The Adam Law Office, PLLC, New York (Richard Adam of counsel), for respondent.
Order, Supreme Court, Bronx County (Fernando Tapia, J.), entered January 24, 2017, which denied defendants Pedro Lay and Autorama Enterprises of Bronx, Inc.'s motion for summary judgment dismissing the complaint as against them, unanimously reversed, on the law, without costs, and the motion granted. The Clerk is directed to enter judgment accordingly.
On February 12, 2010, at about 1:45 a.m., plaintiff Sean McLean was riding in a Volkswagen Jetta, which was owned by codefendant Beverley Shelly and being operated by his cousin, nonparty Travis Roberts, when the vehicle broke down on the southbound Major Deegan Expressway near the Van Cortlandt Park exit. Defendant Pedro Lay, an employee of defendant Autorama Enterprises of Bronx, Inc., was hitching the Jetta to his tow truck when a vehicle owned and operated by codefendant Eric A. Ripoli rear-ended the Jetta, pushed it into the rear of the tow truck then collided with a fourth nonparty vehicle.
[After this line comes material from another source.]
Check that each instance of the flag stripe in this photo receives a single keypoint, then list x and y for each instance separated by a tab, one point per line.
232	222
Ripoli has pled guilty to driving under the influence for his role in the accident.
Defendants-appellants are entitled to summary judgment, because the tow truck driver's affirmative negligence, if any, did nothing more than furnish the condition or give rise to the occasion by which plaintiff's injury was made possible (see Roman v Cabrera, 113 AD3d 541, 542 [1st Dept 2014], lv dismissed in part, denied in part 24 NY3d 949 [2014]; Spence v Lake Serv. Sta., Inc., 13 AD3d 276, 277-278 [1st Dept 2004]). There is no allegation that their actions violated a traffic regulation and the record shows that the tow truck driver was in the process of securing the vehicle to tow it off the expressway when the accident happened.
Plaintiff's assertion that the accident would not have occurred if the tow truck driver had placed additional flares or moved the ones that the police officers had placed, displayed cones or removed the Jetta from the location sooner is speculative and insufficient to raise an issue of fact, because it is undisputed that Ripoli fell asleep before his vehicle rear-ended the Jetta (see Iqbal v Thai, 83 AD3d 897, 898 [2d Dept 2011]; Mendrykowski v New York Tel. Co., 2 AD3d 1410 [4th Dept 2003]). Concur—Acosta, P.J., Renwick, Kapnick, Kahn, Kern, JJ.